GreenFormer is the neural network at the core of CorridorKey. It takes a frame and an alpha hint as input and produces an alpha matte and a foreground colour image as output.

Architecture Overview

GreenFormer has three components: an encoder, two decoders, and a CNN refiner.

The encoder processes the full input and produces a hierarchy of feature representations at different spatial scales. The decoders combine those representations to produce predictions. The refiner corrects edge detail that the encoder and decoders tend to soften.

The Encoder: Hiera

The encoder is Hiera, a hierarchical vision transformer developed by Meta. It was pretrained on ImageNet and then fine-tuned for matting.

Transformers process images by dividing them into fixed-size patches and computing relationships between all patches simultaneously. This gives the encoder a global view of the image: it can relate a pixel at the top of the frame to a pixel at the bottom, which is important for understanding what is foreground and what is background.

Hiera produces four feature maps at progressively coarser spatial scales. The finest scale captures local detail (edges, textures). The coarsest scale captures global context (the overall shape of the subject, the overall colour of the background).

The Decoders

Two decoders run in parallel. The alpha decoder produces a coarse alpha matte. The foreground decoder produces a coarse foreground colour image.

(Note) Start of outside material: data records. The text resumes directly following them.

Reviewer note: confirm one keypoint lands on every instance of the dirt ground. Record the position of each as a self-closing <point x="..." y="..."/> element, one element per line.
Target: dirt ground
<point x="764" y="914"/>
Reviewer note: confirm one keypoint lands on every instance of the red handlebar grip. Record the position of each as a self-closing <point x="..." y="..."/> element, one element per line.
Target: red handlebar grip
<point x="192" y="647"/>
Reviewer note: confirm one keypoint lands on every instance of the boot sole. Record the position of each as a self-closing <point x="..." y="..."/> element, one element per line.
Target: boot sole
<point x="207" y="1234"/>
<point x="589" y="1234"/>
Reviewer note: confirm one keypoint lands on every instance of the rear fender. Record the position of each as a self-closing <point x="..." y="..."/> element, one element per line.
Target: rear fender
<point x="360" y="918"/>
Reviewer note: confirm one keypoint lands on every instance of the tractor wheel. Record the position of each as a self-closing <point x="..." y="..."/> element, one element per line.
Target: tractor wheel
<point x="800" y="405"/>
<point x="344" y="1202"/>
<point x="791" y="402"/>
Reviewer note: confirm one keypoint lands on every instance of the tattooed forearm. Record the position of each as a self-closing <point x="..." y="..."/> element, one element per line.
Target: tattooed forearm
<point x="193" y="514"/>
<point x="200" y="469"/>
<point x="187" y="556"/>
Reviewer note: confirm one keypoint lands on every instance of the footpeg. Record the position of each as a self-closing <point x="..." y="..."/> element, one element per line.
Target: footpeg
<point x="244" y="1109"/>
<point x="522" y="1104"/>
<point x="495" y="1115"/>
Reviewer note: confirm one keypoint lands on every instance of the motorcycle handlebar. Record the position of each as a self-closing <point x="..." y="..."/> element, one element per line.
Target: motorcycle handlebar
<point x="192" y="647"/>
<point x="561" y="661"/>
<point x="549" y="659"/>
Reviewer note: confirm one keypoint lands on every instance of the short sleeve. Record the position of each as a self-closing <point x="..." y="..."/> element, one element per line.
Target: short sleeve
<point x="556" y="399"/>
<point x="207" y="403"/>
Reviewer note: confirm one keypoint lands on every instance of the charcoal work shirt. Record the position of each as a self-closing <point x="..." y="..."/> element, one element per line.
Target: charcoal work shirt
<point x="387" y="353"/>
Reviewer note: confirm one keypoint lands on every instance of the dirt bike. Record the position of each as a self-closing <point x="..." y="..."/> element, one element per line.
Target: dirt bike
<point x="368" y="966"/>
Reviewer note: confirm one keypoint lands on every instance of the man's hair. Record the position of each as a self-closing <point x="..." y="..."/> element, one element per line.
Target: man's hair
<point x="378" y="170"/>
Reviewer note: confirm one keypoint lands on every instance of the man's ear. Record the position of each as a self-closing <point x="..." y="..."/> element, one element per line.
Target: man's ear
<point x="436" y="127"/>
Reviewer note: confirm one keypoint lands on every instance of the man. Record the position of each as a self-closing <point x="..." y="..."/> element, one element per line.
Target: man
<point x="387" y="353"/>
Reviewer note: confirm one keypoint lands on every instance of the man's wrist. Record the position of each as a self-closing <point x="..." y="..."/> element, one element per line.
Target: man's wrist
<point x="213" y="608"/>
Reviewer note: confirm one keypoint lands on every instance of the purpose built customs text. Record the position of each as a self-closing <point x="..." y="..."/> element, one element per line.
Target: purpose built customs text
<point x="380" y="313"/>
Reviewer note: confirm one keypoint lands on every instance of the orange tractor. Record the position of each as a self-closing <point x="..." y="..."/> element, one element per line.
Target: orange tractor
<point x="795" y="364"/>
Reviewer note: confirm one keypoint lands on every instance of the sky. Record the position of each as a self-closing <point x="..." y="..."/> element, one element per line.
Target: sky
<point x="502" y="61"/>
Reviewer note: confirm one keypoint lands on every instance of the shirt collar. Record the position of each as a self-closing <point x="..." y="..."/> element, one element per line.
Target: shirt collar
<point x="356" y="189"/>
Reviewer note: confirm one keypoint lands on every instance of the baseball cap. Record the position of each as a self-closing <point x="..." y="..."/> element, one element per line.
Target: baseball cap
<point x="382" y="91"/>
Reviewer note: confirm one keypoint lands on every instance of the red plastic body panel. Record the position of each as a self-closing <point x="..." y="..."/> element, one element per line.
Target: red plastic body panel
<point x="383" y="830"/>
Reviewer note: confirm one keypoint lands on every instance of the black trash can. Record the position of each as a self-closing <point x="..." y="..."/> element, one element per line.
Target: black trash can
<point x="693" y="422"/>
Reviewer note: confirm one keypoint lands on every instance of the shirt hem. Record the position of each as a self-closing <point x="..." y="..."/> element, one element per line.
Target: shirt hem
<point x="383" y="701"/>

Each decoder combines the feature maps from all four encoder scales using a Feature Pyramid Network approach. Coarser features provide context. Finer features provide spatial precision. The decoder upsamples progressively from the coarsest scale to the full model resolution.

The output of each decoder is a set of logits. The sigmoid function converts these to values in the range 0 to 1.

The CNN Refiner

Transformers process images in patches. At the boundary between patches, fine detail can be lost. This produces blocky artefacts at subject edges in the coarse decoder output.

The CNN refiner corrects this. It is a convolutional neural network that operates at full resolution and specialises in the edge region. It takes the original RGB input alongside the coarse predictions and outputs a delta correction:

\[ \text{output} = \sigma(\text{coarse logits} + \Delta \cdot s) \]

where \(\sigma\) is the sigmoid function, \(\Delta\) is the refiner's correction, and \(s\) is the refiner scale (1.0 by default). The refiner does not replace the decoder output. It adds a correction to it.

Why the Four-Channel Input

The model receives four channels: three colour channels plus the alpha hint. The alpha hint is a rough mask indicating where the foreground is likely to be.

Without the hint, the model must infer the foreground location entirely from the image content. With the hint, it has a spatial prior that constrains the problem. The model focuses its attention on the boundary region between foreground and background, where the matting problem is hardest.

Model Resolution and VRAM

The model runs at a fixed square resolution. The native training resolution is 2048x2048. Running at lower resolutions (1536, 1024) reduces VRAM usage but also reduces the spatial detail available to the encoder, which can soften fine edges.

The refiner is the most VRAM-intensive component because it processes the full-resolution tensor. On GPUs with limited VRAM, the refiner runs in tiled mode: it processes the image in overlapping 512x512 tiles and blends the results back together. The output is identical to the full-frame pass.